The gcnew operator is used to instantiate CLI objects. It returns a handle to the newly created object on the CLR heap. Although it's similar to the new operator, there are some important differences: gcnew has neither an array form nor a placement form, and it can't be overloaded either globally or specifically to a class. A placement form wouldn't make a lot of sense for a CLI type, when you consider that the memory is allocated by the Garbage Collector. It's for the same reason you aren't permitted to overload the gcnew operator. There is no array form for gcnew because CLI arrays use an entirely different syntax from native arrays, which we'll cover in detail in the next chapter. If the CLR can't allocate enough memory for creating the object, a System::OutOfMemoryExceptionis thrown, although chances are slim that you'll ever run into that situation. (If you do get an OutOfMemoryException, and your system isn't running low on virtual memory, it's likely due to badly written code such as an infinite loop that keeps creating objects that are erroneously kept alive.) The following code listing shows a typical usage of the gcnew keyword to instantiate a managed object (in this case, the Student object):

ref class Student
{
    ...
};

...

Student^ student = gcnew Student();
student->SelectSubject("Math", 97);

The gcnew operator is compiled into the newobj MSIL instruction by the C++/CLI compiler. The newobj MSIL instruction creates a new CLI object—either a ref object on the CLR heap or a value object on the stack—although the C++/CLI compiler uses a different mechanism to handle the usage of the gcnew operator to create value type objects (which I'll describe later in this section). Because gcnew in C++ translates to newobj in the MSIL, the behavior of gcnew is pretty much dependent on, and therefore similar to, that of the newobj MSIL instruction. In fact, newobj throws System::OutOfMemoryException when it can't find enough memory to allocate the requested object. Once the object has been allocated on the CLR heap, the constructor is called on this object with zero or more arguments (depending on the constructor overload that was used). On successful completion of the call to the constructor, gcnew returns a handle to the instantiated object. It's important to note that if the constructor call doesn't successfully complete, as would be the case if an exception was raised inside the constructor, gcnew won't return a handle.
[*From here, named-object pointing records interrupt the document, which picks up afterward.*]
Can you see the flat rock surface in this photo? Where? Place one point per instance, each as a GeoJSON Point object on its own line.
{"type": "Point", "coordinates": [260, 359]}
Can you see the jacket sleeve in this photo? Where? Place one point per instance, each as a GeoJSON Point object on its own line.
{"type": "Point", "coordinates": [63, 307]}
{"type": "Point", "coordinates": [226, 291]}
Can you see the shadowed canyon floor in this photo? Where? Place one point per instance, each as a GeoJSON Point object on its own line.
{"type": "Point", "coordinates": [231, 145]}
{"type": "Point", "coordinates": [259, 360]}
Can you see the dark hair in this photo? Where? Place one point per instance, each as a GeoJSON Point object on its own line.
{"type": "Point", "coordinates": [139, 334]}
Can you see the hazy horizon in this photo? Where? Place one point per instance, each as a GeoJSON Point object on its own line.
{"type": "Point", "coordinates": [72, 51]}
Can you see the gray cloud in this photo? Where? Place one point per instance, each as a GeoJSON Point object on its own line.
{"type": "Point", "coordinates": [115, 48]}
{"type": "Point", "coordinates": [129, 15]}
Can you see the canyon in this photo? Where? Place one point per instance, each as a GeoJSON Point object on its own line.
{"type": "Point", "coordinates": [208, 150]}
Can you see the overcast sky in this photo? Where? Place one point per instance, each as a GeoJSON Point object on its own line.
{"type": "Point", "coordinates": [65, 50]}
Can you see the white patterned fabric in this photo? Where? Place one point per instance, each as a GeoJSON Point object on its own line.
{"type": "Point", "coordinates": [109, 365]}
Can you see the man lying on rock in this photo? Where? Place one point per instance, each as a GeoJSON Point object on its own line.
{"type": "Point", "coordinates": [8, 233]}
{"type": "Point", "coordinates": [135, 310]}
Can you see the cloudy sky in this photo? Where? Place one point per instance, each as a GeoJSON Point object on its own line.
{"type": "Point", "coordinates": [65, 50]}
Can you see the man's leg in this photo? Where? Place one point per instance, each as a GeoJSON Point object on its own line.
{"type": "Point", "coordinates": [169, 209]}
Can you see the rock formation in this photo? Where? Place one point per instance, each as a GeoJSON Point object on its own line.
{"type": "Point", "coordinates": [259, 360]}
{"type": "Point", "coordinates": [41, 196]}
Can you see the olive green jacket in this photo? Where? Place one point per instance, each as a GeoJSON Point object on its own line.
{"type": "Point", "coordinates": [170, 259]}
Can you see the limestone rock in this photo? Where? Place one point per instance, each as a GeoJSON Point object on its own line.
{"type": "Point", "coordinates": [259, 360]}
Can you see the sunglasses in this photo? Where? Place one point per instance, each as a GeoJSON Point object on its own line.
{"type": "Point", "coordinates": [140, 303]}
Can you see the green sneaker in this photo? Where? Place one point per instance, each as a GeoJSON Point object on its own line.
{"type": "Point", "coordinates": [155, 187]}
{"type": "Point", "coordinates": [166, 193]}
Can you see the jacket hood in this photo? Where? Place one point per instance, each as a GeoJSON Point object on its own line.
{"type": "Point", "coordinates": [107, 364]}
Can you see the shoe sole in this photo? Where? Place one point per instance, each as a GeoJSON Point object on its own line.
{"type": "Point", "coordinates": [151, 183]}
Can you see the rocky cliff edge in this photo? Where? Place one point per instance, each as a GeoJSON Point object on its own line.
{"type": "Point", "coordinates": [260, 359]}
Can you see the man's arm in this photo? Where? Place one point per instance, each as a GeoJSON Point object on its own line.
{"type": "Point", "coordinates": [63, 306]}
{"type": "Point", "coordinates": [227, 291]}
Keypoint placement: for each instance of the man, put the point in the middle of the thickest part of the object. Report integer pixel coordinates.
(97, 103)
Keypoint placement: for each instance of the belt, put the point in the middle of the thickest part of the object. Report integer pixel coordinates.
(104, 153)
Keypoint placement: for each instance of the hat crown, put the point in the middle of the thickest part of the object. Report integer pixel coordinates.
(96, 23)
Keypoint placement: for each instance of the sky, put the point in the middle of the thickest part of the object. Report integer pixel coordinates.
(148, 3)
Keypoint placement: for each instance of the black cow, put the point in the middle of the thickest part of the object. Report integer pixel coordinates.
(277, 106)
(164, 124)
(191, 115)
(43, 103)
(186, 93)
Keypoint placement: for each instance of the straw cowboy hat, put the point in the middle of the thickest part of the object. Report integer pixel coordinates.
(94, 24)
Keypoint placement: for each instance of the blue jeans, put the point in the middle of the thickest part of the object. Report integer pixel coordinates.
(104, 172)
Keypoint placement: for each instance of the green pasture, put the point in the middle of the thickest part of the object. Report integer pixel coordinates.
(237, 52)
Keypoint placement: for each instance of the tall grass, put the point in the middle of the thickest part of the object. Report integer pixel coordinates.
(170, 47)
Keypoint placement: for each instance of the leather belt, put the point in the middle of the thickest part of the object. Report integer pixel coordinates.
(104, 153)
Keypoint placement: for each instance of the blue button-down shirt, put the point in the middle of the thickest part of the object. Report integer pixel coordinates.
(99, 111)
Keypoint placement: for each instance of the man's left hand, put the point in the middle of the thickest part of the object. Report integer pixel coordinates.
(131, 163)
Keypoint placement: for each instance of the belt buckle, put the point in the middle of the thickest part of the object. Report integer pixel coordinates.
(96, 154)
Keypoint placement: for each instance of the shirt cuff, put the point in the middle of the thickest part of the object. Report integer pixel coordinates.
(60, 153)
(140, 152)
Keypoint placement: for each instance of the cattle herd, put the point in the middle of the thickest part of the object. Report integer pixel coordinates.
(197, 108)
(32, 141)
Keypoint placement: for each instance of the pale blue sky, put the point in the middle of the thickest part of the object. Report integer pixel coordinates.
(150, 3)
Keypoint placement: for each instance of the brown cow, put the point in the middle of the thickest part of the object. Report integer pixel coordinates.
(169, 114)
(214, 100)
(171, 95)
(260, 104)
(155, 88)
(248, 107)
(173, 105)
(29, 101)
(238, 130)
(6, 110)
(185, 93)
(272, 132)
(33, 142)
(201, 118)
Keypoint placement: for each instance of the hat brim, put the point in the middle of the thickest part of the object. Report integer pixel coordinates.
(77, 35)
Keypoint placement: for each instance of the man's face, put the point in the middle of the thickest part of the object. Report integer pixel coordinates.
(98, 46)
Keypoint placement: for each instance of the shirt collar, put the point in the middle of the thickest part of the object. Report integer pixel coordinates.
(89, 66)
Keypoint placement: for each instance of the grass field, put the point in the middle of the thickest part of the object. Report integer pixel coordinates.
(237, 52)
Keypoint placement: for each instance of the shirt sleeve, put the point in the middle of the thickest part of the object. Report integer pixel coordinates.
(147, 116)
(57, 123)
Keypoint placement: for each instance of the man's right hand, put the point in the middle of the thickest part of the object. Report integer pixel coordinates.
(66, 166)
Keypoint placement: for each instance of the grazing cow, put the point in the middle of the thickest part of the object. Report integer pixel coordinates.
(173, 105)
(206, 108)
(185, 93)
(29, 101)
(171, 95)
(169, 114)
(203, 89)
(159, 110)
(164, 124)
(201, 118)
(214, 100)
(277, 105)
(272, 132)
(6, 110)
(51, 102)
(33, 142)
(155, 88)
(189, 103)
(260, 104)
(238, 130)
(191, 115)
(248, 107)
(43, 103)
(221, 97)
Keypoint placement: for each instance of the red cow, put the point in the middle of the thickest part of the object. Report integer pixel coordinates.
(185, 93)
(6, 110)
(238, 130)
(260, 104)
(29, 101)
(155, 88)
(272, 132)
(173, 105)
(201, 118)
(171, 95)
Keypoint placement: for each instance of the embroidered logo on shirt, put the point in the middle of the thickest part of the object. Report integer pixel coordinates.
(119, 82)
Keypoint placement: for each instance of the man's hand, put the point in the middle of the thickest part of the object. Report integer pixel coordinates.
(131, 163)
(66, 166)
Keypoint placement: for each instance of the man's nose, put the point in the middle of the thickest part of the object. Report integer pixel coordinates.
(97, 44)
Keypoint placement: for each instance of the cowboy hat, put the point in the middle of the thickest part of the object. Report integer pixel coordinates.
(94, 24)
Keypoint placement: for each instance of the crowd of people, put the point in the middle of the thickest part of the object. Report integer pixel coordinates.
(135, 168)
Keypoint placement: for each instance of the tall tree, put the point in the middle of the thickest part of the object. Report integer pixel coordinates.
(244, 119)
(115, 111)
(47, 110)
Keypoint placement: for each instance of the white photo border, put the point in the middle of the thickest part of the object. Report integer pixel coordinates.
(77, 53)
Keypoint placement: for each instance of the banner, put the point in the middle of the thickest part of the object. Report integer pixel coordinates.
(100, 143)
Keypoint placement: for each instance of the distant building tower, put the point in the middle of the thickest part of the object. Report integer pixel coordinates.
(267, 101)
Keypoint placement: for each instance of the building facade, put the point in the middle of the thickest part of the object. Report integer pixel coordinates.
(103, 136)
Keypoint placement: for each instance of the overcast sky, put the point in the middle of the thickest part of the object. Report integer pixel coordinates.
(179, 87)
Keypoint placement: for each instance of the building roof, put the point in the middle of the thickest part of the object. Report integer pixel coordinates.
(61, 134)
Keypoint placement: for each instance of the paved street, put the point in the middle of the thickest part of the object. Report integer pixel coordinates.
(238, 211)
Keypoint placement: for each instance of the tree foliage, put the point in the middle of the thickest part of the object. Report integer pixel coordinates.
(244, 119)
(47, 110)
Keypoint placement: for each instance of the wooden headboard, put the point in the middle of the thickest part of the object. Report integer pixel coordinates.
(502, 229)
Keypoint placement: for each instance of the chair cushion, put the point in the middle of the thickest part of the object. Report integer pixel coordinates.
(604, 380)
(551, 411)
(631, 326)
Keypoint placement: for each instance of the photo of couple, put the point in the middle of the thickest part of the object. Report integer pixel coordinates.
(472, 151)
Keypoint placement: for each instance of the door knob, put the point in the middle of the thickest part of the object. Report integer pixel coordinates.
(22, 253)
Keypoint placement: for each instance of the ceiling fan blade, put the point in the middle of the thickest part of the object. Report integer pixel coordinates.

This can be easily verified with the following code snippet:

ref class Student
{
public:
    Student()
    {
        throw gcnew Exception("hello world");
    }
};

//...

Student^ student = nullptr; //initialize the handle to nullptr

try
{
    student = gcnew Student(); //attempt to create object
}
catch(Exception^)
{
}

if(student == nullptr) //check to see if student is still nullptr
    Console::WriteLine("reference not allocated to handle");

Not surprisingly, student is still nullptr when it executes the if block. Because the constructor didn't complete executing, the CLR concludes that the object hasn't fully initialized, and it doesn't push the handle reference on the stack (as it would if the constructor had completed successfully).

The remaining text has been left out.